Исповедание до Павла

(1 Кор. 15,3-5)

Христианам Коринфа, склонным сомневаться в том, что они когда-либо смогут воскреснуть, Павел напоминает о самом первом утверждении, которое он им предложил менее пяти лет тому назад, когда среди них возникала первая христианская община (ст. 51):

«Я первоначально преподал вам <то>, что и сам принял, то есть что Христос умер — за грехи наши, — по Писанию,

— и что он погребен был,

и что воскрес — в третий день, — по Писанию,

— и что явился Кифе...»

Прежде всего этот текст интересен своей древностью: он не только предшествует основанию Коринфской Церкви (ст. 51), но также предшествует христианскому обращению Павла, ибо он утверждает, что сам принял то, что «преподал», то есть вместе с авторитетом благовествуемого им Евангелия. Действительно, в этом и в самом выражении этого отрывка нет различия между всеми теми, кто благовествует Евангелие: «Итак, я ли, они ли, мы так проповедуем, и вы так уверовали» (1 Кор. 15, 11)! Но между обращением Павла и его приобщением к вере интервал был, безусловно, не очень значительным. Павел никогда не любил отсрочек, и как только Христос «достиг» его в стремительном беге, он возобновил его сам с той же стремительностью, чтобы постараться «достигнуть» в свою очередь (Фил. 3, 12)!
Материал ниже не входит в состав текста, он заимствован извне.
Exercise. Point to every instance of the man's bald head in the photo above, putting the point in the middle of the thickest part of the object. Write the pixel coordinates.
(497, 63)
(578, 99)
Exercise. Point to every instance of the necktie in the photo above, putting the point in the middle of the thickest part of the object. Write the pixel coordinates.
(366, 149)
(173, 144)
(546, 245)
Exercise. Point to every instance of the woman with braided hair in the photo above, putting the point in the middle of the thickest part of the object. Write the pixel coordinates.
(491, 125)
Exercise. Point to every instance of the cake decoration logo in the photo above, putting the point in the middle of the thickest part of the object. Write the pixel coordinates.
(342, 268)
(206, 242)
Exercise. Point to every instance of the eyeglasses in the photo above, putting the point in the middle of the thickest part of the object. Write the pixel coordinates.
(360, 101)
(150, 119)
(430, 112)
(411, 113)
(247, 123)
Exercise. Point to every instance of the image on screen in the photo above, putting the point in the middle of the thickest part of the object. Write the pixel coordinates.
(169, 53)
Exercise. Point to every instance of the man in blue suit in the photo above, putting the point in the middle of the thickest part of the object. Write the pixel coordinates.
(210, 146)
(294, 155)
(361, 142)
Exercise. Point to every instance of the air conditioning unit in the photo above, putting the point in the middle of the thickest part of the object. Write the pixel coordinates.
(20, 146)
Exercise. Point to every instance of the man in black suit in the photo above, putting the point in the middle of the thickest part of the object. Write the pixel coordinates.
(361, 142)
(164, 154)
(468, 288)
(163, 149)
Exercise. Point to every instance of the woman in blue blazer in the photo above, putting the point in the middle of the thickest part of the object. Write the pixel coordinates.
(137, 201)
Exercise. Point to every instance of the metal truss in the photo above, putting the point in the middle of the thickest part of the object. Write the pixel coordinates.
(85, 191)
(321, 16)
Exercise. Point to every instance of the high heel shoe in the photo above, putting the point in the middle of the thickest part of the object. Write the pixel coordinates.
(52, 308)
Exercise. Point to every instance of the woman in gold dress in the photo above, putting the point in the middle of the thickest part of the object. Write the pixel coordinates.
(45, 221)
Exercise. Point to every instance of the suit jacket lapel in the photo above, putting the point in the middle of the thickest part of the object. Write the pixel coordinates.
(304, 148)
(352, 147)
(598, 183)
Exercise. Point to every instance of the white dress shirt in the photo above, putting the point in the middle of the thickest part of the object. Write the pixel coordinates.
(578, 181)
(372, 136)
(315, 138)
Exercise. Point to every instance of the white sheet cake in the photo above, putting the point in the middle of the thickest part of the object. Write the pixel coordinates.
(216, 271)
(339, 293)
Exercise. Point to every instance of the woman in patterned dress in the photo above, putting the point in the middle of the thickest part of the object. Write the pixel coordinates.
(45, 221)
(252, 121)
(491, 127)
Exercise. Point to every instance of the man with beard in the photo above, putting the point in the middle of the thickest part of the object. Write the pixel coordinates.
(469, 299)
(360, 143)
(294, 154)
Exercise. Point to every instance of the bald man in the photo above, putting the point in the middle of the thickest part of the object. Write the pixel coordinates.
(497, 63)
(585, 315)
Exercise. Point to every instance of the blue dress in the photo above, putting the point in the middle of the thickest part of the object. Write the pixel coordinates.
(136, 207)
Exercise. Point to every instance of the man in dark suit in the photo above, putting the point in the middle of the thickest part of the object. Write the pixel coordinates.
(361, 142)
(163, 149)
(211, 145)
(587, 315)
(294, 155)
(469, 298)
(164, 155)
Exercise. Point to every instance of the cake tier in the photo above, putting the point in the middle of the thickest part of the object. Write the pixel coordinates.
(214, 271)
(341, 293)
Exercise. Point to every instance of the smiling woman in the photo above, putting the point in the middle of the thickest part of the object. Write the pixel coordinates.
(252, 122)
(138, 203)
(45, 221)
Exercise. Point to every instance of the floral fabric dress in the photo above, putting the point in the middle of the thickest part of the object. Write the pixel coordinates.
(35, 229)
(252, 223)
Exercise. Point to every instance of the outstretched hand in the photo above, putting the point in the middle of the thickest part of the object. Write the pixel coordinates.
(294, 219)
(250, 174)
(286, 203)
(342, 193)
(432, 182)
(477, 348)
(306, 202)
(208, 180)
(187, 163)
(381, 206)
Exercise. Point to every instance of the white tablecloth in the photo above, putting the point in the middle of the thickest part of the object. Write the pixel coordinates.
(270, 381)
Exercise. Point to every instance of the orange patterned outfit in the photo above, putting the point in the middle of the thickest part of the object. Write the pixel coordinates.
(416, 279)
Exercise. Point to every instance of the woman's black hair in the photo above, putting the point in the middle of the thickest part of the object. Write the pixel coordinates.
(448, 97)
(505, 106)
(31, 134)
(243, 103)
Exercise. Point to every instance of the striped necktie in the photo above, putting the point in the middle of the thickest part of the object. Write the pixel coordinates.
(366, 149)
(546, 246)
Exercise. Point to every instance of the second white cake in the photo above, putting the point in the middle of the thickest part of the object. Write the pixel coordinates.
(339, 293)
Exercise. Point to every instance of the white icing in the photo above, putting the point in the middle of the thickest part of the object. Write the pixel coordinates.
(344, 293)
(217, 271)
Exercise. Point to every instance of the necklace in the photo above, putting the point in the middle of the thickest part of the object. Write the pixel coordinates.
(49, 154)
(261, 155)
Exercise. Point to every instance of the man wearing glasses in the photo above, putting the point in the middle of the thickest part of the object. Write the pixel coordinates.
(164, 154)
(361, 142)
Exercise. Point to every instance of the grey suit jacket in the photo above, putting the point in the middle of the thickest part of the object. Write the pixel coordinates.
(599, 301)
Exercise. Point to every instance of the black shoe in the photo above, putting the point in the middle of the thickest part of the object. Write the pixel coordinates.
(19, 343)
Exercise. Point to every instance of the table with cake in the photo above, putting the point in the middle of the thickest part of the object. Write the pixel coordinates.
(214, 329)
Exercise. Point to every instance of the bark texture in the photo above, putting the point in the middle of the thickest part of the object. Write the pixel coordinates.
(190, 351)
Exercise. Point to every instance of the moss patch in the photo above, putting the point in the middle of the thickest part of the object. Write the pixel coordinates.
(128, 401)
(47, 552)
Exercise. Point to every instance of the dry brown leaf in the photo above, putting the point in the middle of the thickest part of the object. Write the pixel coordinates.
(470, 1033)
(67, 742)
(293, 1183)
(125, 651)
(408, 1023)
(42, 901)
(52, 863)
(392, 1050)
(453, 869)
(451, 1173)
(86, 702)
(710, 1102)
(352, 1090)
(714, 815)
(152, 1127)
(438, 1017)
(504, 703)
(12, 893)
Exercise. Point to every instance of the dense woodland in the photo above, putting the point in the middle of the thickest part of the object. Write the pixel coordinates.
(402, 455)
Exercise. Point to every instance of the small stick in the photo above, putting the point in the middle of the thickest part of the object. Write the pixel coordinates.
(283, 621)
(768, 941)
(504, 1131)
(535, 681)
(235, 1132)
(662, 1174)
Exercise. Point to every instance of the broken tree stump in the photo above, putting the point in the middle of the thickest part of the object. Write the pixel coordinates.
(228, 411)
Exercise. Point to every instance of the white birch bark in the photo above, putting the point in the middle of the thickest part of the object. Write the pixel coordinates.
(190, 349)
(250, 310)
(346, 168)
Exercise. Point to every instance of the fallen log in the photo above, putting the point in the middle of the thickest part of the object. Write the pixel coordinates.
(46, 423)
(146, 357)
Итак, эта формула восходит к самым первым годам Церкви, сохраняя язык, на котором она возникла — арамейский язык в Палестине, на котором говорил Иисус и его ученики.

Знаменательна не только древность формулы, но и ее конструкция. Речь идет об исповедании веры: «вы так уверовали». Эта вера не касается истин и не дает видения мира: она утверждает последовательность событий. Три из них вполне зримы, и их можно констатировать: смерть, гробница и явление. Четвертое не поддается проверке: «и что воскрес». Между прочим, по-гречески глагол стоит в перфекте, что указывает на еще существующую действительность, тогда как в трех других случаях глагол стоит в аористе, указывая на свершившийся факт.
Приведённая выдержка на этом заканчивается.